中学校で、一人だけ、私にも友達ができた。私のことを心配してくれる。友情ってすばらしいなって思った。でも、ある時、彼女が、私のことを言ってるのを聞いた。
「あの人といるとつかれちゃうよ。先生から、内気な子だから友達になってあげてねって、言われて、そうすれば内申書がよくなるだろうから」
高校の修学旅行で、夜おそくなったので、ねたふりをしてた。同室の三人はガヤガヤつきることなく話している。その中の一人に、私によく話しかけてくれる人がいた。私は彼女を友達と思っていた。いつもはやさしいのに、私が眠っていると思って、遠慮なく私の品評をしだした。話題は、徹頭徹尾、私の顔のこと。

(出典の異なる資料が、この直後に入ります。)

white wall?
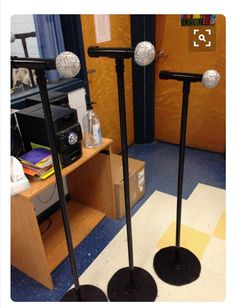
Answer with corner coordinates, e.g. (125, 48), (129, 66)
(11, 15), (39, 58)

こんな顔で、よく生きてられるものだ。それにしても、ひどい顔だな。何度も何度もいう。はやく別の話題にうつってほしい。
私はわざと、ちいさな寝息をたてて、寝てるふりをつづけなくてはならなかった。私の涙はとっくに枯れはてていて、ただただ気づかれて、気まずくさせたくなかった。
そのかわり、信じるということをやめてしまった。何もいらない。
私はありったけのお金をもって家出した。私は汽車の中で家からもちだした多量の睡眠薬をまとめてのんだ。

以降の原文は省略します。